Mit Schreiben vom 16. Januar 1995 beantragte sie die Aufnahme in die gesetzliche Krankenversicherung ab 01. Juli 1995.
Die Beklagte lehnte den Antrag mit Bescheid vom 08. Juni 1995 ab und wies den Widerspruch der Klägerin vom 15. Juni 1995 mit Widerspruchsbescheid vom 19. Oktober 1995 zurück. Sie führte zur Begründung aus, dass die Voraussetzungen des § 9 Sozialgesetzbuch – Gesetzliche Krankenversicherung – SGB V für das Zustandekommen einer freiwilligen Krankenversicherung nicht vorlägen. Diese komme für Personen, die aus der Krankenversicherung eines anderen Mitgliedsstaates ausgeschieden seien, nur dann in Betracht, wenn sie zu einem früheren Zeitpunkt in der deutschen gesetzlichen Krankenversicherung versichert gewesen seien. Soweit die freiwillige Mitgliedschaft wegen Ausscheidens aus der Versicherung eines anderen Mitgliedsstaates geltend gemacht werde, müsse dieses Ausscheiden mit der Aufgabe einer Beschäftigung im anderen Mitgliedsstaat im Zusammenhang stehen. Das Ausscheiden aus der Versicherung, die ausschließlich auf Grund des Wohnens bestanden habe, erfülle diese Voraussetzungen nicht. Zwar habe die Klägerin im Inland 1961 Beiträge zur gesetzlichen Krankenversicherung entrichtet, ihr Ausscheiden aus der französischen Versicherung stehe jedoch nicht mit der Aufgabe einer Beschäftigung im Zusammenhang. An der Beurteilung ändere sich auch nichts dadurch, dass die Klägerin auf Grund ihrer psychischen Erkrankung seit ca 10 Jahren nicht in der Lage gewesen sei, einer Beschäftigung nachzugehen. Die letzte Beschäftigung sei 1977 in Großbritannien ausgeübt worden, so dass bis zum Beginn der psychiatrischen Behandlung ein Zeitraum vom mehreren Jahren ohne jegliches Beschäftigungsverhältnis bestanden habe. Ein Beitrittsrecht nach § 9 Abs 1 Nr 4 SGB V entfalle, da die satzungsmäßige Altersgrenze von 40 Jahren überschritten sei.
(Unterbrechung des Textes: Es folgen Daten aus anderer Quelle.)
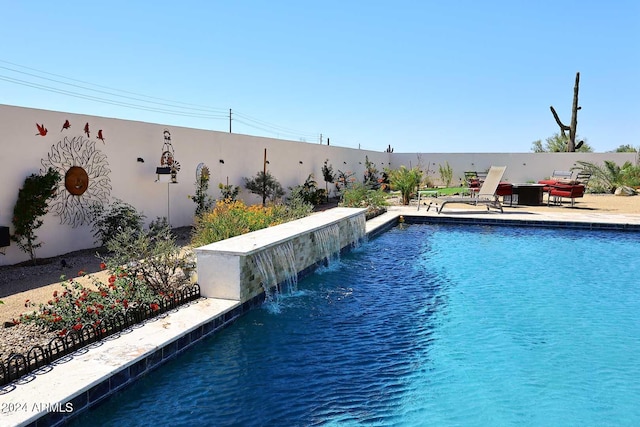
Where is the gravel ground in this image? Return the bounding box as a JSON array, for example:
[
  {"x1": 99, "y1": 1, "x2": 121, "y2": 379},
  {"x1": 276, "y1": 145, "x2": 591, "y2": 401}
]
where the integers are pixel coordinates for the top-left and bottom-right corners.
[
  {"x1": 0, "y1": 227, "x2": 191, "y2": 360},
  {"x1": 0, "y1": 194, "x2": 640, "y2": 360}
]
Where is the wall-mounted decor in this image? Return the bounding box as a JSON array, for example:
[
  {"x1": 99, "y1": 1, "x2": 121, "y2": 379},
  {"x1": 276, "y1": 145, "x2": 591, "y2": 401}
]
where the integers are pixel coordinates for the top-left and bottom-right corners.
[
  {"x1": 156, "y1": 129, "x2": 180, "y2": 184},
  {"x1": 36, "y1": 123, "x2": 48, "y2": 136},
  {"x1": 42, "y1": 136, "x2": 111, "y2": 228}
]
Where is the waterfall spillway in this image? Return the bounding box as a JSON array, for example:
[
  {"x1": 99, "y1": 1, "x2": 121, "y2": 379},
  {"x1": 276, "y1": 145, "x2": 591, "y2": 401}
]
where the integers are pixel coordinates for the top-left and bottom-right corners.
[
  {"x1": 254, "y1": 241, "x2": 298, "y2": 301},
  {"x1": 346, "y1": 215, "x2": 367, "y2": 247},
  {"x1": 313, "y1": 224, "x2": 340, "y2": 265}
]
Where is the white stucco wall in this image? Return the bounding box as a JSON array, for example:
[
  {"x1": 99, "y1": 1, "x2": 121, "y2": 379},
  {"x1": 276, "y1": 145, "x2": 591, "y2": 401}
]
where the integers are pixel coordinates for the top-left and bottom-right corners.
[{"x1": 0, "y1": 105, "x2": 635, "y2": 265}]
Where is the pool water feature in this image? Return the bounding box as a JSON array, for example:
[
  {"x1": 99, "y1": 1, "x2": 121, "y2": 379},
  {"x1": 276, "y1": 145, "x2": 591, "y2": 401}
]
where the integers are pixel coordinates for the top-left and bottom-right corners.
[
  {"x1": 74, "y1": 225, "x2": 640, "y2": 426},
  {"x1": 254, "y1": 242, "x2": 298, "y2": 302}
]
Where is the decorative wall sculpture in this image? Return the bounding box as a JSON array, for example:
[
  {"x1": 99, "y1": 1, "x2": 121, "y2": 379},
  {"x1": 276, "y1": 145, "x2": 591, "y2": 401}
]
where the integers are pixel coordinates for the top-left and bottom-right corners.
[
  {"x1": 42, "y1": 136, "x2": 111, "y2": 228},
  {"x1": 156, "y1": 129, "x2": 180, "y2": 184}
]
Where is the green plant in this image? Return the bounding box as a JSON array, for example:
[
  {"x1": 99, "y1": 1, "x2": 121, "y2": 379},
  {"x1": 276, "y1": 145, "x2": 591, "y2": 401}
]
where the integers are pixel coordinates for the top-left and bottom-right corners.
[
  {"x1": 334, "y1": 169, "x2": 356, "y2": 198},
  {"x1": 531, "y1": 133, "x2": 593, "y2": 153},
  {"x1": 362, "y1": 156, "x2": 381, "y2": 190},
  {"x1": 387, "y1": 166, "x2": 422, "y2": 205},
  {"x1": 187, "y1": 166, "x2": 213, "y2": 216},
  {"x1": 322, "y1": 159, "x2": 336, "y2": 202},
  {"x1": 19, "y1": 263, "x2": 159, "y2": 336},
  {"x1": 573, "y1": 160, "x2": 640, "y2": 193},
  {"x1": 340, "y1": 183, "x2": 388, "y2": 218},
  {"x1": 438, "y1": 162, "x2": 453, "y2": 187},
  {"x1": 289, "y1": 174, "x2": 325, "y2": 205},
  {"x1": 89, "y1": 199, "x2": 145, "y2": 245},
  {"x1": 191, "y1": 200, "x2": 313, "y2": 246},
  {"x1": 105, "y1": 218, "x2": 191, "y2": 294},
  {"x1": 11, "y1": 168, "x2": 61, "y2": 264},
  {"x1": 244, "y1": 171, "x2": 284, "y2": 206},
  {"x1": 218, "y1": 183, "x2": 240, "y2": 201}
]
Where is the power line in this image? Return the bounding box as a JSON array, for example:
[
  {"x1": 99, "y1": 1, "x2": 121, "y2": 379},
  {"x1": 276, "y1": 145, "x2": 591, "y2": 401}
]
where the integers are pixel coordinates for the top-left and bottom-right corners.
[
  {"x1": 0, "y1": 59, "x2": 318, "y2": 140},
  {"x1": 0, "y1": 59, "x2": 226, "y2": 113},
  {"x1": 0, "y1": 75, "x2": 226, "y2": 119}
]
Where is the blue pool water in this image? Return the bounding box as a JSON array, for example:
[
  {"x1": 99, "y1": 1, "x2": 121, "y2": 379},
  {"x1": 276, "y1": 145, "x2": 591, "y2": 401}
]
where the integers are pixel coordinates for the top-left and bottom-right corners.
[{"x1": 74, "y1": 225, "x2": 640, "y2": 426}]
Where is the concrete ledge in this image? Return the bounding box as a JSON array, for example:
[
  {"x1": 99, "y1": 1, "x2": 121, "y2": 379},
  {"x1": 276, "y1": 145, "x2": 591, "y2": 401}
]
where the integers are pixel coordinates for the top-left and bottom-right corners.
[
  {"x1": 0, "y1": 299, "x2": 241, "y2": 426},
  {"x1": 194, "y1": 208, "x2": 366, "y2": 302}
]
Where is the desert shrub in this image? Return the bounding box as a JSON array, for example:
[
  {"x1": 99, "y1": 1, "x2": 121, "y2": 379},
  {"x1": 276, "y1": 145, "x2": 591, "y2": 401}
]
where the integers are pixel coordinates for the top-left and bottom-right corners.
[
  {"x1": 218, "y1": 183, "x2": 240, "y2": 201},
  {"x1": 387, "y1": 166, "x2": 422, "y2": 205},
  {"x1": 89, "y1": 199, "x2": 145, "y2": 245},
  {"x1": 11, "y1": 168, "x2": 62, "y2": 263},
  {"x1": 19, "y1": 270, "x2": 159, "y2": 336},
  {"x1": 187, "y1": 166, "x2": 214, "y2": 216},
  {"x1": 105, "y1": 218, "x2": 191, "y2": 294},
  {"x1": 244, "y1": 171, "x2": 284, "y2": 206},
  {"x1": 340, "y1": 183, "x2": 388, "y2": 218},
  {"x1": 191, "y1": 200, "x2": 312, "y2": 246},
  {"x1": 438, "y1": 162, "x2": 453, "y2": 187},
  {"x1": 289, "y1": 174, "x2": 326, "y2": 206},
  {"x1": 19, "y1": 219, "x2": 190, "y2": 336}
]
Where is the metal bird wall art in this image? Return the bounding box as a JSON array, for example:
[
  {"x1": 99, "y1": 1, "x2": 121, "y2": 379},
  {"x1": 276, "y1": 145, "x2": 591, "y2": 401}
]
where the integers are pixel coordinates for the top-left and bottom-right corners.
[{"x1": 36, "y1": 123, "x2": 48, "y2": 136}]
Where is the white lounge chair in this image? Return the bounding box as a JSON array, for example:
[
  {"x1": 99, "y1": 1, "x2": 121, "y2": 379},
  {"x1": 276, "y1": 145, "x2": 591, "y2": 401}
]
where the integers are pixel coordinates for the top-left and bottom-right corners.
[{"x1": 427, "y1": 166, "x2": 507, "y2": 213}]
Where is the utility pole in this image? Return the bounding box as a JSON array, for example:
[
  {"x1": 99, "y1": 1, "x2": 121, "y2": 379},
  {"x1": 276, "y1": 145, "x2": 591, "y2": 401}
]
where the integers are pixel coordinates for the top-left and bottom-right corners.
[{"x1": 262, "y1": 148, "x2": 267, "y2": 208}]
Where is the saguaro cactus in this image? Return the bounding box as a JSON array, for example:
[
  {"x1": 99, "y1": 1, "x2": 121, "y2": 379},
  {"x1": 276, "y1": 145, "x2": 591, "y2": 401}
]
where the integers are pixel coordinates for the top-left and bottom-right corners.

Hiergegen hat die Klägerin am 20. November 1995 Klage vor dem Sozialgericht (SG) Lüneburg erhoben und vorgetragen, dass die Beklagte nach § 9 Abs 1 Nr 5 SGB V iVm Art 9 Abs 2 EWG-VO 1408/71 iVm Art 3 Abs 3 Satz 2 Grundgesetz (GG) verpflichtet sei, die Klägerin als freiwilliges Mitglied in die gesetzliche Krankenversicherung aufzunehmen. Auf Grund von Art 9 Abs 2 der EWG-VO 1408/71 würden im Ausland zurückgelegte Versicherungszeiten auf inländische Versicherungs- oder Wohnortzeiten angerechnet, als wären sie im Inland erlangt. Zwar resultiere aus diesem Artikel kein Anspruch auf Aufnahme als freiwilliges Mitglied in die gesetzliche Krankenversicherung, doch EU-Bürger, die von der Grundfreiheit der Freizügigkeit Gebrauch gemacht hätten, sollten denjenigen gleichgestellt werden, die ihr gesamtes Arbeitsleben – dazu zählten auch Zeiten, in denen krankheitsbedingt oder aus anderen vom Gesetz respektierten Gründen kein Arbeitsverhältnis bestanden habe -, in einem Mitgliedsstaat verbracht hätten und deshalb sozial abgesichert seien. Wäre die Klägerin nie in einem anderen Mitgliedsstaat gewesen, so wäre sie während ihres Berufslebens und in der Zeit ihrer Berufsunfähigkeit gesetzlich versichert gewesen. Nach dem Sinn und Zweck der EWG-VO 1408/71 dürfe ihr aus ihrem Auslandsaufenthalt kein Nachteil erwachsen. Die Klägerin sei wegen ihrer Behinderung nicht in der Lage, eine Beschäftigung aufzunehmen und die Voraussetzung des § 9 Abs 1 Nr 5 SGB V zu erfüllen. Es bestehe mithin ein Verstoß gegen Art 3 Abs 3 Satz 2 GG in Form einer Diskriminierung.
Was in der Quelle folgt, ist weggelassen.